I wrote a lot. Diaries, journals, essays, newspaper articles, scripts and plays, mini stories.

Then I started thinking, but can I really write? What if I ran out of things to write?

So my dream of becoming a writer ended before it started.

I landed my dream job, almost 13 years ago, not as a writer but as a researcher and strategist.

It’s not just about understanding human behaviour and market dynamics and translating them into business recommendations; it’s about uncovering insights and coming up with a narrative to draw people in so they are influenced to do something about it.

As with most, if not all, jobs, this job is not perfect, but what kept me going has always been what my work is fundamentally about: the insight and the narrative.

But of course, there is the need to progress – financially, personally and professionally. There are checkboxes to tick, milestones to hit, because these are tangible evidence of progress.

Lately I’ve been thrown offguard by two questions: 1) Why do you want a promotion? and 2) Can you rank your motivations for wanting a promotion – Influence, Ego or Compensation?

Why do students need to take examinations? Why do birds fly and fishes swim? Why do monkeys climb trees?

For the first time ever, I lost the insight and the narrative.

Is it a lack of opportunity? A lack of calibre? Or simply.. a lack of love?

I’m just mindblown by the things people say, and feel like I’ve been mindfucked.

Maybe it’s time to re-callibrate.

I had a long chat with Clarissa today about school and English class.

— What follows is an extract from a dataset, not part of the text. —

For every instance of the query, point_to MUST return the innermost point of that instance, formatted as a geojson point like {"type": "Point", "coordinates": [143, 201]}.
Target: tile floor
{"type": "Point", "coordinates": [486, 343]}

Her English teacher from the learning centre called me last weekend and told me about the steep learning curve Clarissa is having, and asked that I encourage her more. Her classmates, who started taking the class much earlier than her, are writing faster than her and understand what’s going on in class better than her.

Yet when I asked her how the class went last week, she said it was good.

Today she told me how she really felt in class. With tears in her eyes, she said the passage was hard to write, and she didn’t know what the teacher was talking about. She loves learning about countries and cities and the things in those countries and cities, but writing and reading is so hard.

I explained to her why I wanted her to take the class. I said it’s because it’s important to know how to read and write, because even though it’s hard to learn, it would ultimately make her happy.

Because she loves books and stories, knowing how to read would make her happy.

Because she loves travelling and going on holidays, knowing how to read so she can learn about these places would make her happy.

Because going to school is a must, knowing how to read and write would make learning easier, and that would make her happy too.

She nodded and brightened up as she told me how she is now the only one in class who can read the words in the toilet, because she learned the word “splash” in English class. She was able to tell her friends how to spell the word “little”. And now she can read and spell the name of her swimming school.

“Does that make you happy?” I asked her.

She smiled and nodded.

I explained her how her classmates have a headstart, just like how she has a headstart in school as compared to Allie. That’s why they seem faster and better, but it’s only because they’ve got more practice.

I told her I don’t care if she couldn’t write the passage properly, but what’s important to me is that she tries her best and that she has learned something from it. In this case, she’s learned about the floating market in Thailand, which she would not have seen or read about otherwise.

I don’t know if I’m doing the right thing. It’s hard to know if I’m pushing her just enough or if I’m pushing her too much.

It’s important to learn the value of hard work, to have the grit to persevere and the willingness to learn and to try.

I don’t need her to be a straight-As student, and I hope I will not be the parent who only seeks tangible results in the form of grades, and only grades.

Maybe this is the universe telling me the same thing I’m trying to tell my child.

That not everything can be measured. And not everything needs to be measured.